Born in Rome in 1925, Gastone Biggi’s career has passed through some of the main developments of contemporary painting from the Fifties to the present time, not just managing to keep his pure and intense attitude, but also reacting in a personal way to the artistic issues and aesthetical tasks of his time. Since the end of the Forties Gastone Biggi managed to find a way to reconcile abstraction and realism, in a time when Rome became a melting pot for European Art Informel and American Abstract Expressionism, two specific references that he melted with the tradition of Italian art as represented by such artists as Giotto, Piero Della Francesca and Masaccio.
Recently, while describing the works he made for his one-man show at the 2009 Venice Biennale, he wrote: “Give me a dot and I will paint you the Universe”. Here his reference was directed to the research started in the early Sixties around the expressive potentialities of black and white dots, which he stretched in continuous lines across the whole space of the canvas (series of The Continuous of 1959-63 and of The variables of 1970-75). With these bases Gastone Biggi’s painting has always been characterized by a strong and dynamic attraction between figural tautness and dissolution of the image, between well-defined naturalism and structural fluidity, between spatial focus and a sudden loss of field of vision, as it is evident in the series of the Constellations (from 1991).
The dramatic effects of the brushstrokes and the poetical tension of each work create a paradoxical polarity that is typical of his art. In his works even the colors stress this tension creating heaps of shadow and ravishing apparitions as it can be seen in the Cycle of madness of 1988. In other series such as the Skies and the Fields (1978-88) the unfolding space in his paintings becomes a random field of fluid, multidirectional, unexpected apparitions. Filling his paintings with luxuriant colors and vibrant forms, Biggi works with a variety of styles and with different thematic series of works that reflects in the recent series of works dedicated to New York. Oozing a rhapsody of technical freedom and chromatic energy, this series shows the artist’s shifts in poetic register from the elegiac to the tragic, from the sensuality of natural forms to the contrasted beauty of the metropolis.
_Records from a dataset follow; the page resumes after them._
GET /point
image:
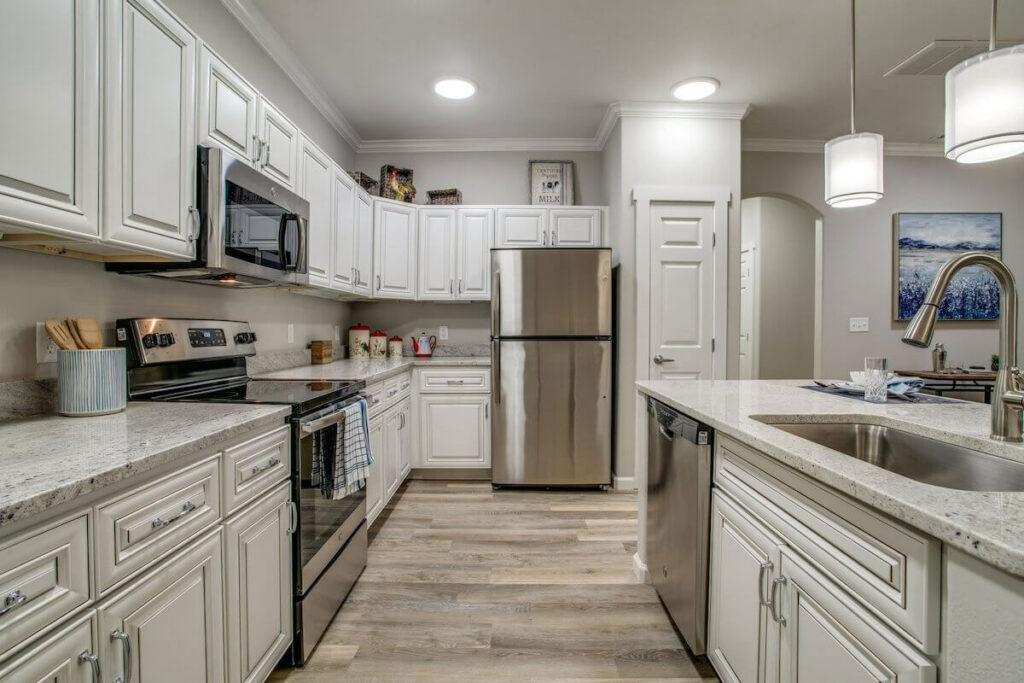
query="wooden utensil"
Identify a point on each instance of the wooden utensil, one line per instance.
(59, 334)
(88, 330)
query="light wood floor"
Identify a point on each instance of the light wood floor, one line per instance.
(465, 584)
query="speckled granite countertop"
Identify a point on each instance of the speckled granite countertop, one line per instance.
(369, 371)
(988, 525)
(49, 460)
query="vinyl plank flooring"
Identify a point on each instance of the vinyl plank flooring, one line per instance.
(466, 584)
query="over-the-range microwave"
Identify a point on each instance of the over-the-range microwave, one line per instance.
(252, 230)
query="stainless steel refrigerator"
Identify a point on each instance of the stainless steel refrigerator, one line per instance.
(552, 367)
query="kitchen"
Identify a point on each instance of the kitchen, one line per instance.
(467, 577)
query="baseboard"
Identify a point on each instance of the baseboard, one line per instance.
(640, 568)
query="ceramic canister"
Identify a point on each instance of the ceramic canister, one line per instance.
(91, 382)
(378, 345)
(358, 341)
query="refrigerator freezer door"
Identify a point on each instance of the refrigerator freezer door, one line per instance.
(552, 404)
(551, 293)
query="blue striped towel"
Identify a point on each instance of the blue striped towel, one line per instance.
(342, 465)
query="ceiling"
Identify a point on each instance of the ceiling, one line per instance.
(549, 69)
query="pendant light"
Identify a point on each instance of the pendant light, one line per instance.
(985, 104)
(854, 162)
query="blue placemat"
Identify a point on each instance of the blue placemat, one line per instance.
(918, 397)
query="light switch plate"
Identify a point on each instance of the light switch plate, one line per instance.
(858, 325)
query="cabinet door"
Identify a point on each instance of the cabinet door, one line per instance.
(364, 242)
(455, 430)
(49, 143)
(394, 250)
(314, 185)
(827, 636)
(521, 227)
(742, 638)
(171, 621)
(226, 108)
(375, 481)
(435, 254)
(576, 227)
(279, 151)
(150, 129)
(475, 235)
(343, 217)
(258, 556)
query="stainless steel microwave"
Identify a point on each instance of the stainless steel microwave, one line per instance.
(253, 231)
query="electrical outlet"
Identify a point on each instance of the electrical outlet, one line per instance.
(46, 350)
(858, 325)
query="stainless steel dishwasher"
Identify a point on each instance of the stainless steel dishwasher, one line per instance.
(679, 517)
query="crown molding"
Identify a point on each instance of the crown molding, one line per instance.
(817, 146)
(254, 22)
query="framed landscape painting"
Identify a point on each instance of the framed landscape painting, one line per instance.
(923, 242)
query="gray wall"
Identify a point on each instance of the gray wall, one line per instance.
(858, 248)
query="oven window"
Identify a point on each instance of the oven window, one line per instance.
(252, 228)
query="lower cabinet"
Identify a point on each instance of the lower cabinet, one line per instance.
(168, 626)
(257, 554)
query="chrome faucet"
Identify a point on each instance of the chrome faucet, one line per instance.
(1008, 396)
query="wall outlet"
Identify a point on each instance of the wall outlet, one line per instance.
(46, 350)
(858, 325)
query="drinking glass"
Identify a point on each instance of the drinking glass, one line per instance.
(876, 380)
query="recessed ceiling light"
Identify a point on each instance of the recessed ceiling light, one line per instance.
(455, 88)
(695, 88)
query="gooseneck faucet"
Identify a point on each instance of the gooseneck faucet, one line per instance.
(1008, 396)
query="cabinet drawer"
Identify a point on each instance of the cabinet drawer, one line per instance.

The existential and the spiritual, the imaginative and the realistic, the two and three-dimensional alternate in his body of work, making current the issue of the relationship between picture and reality. The proclivity for traditional procedures and the openness to the new spaces of painterly material are well justified as they give strength to freedom in choice of expressive language. The energy of Gastone Biggi’s works goes through and beyond the impersonality of many contemporary artistic practices and once again puts enduring art before the observer.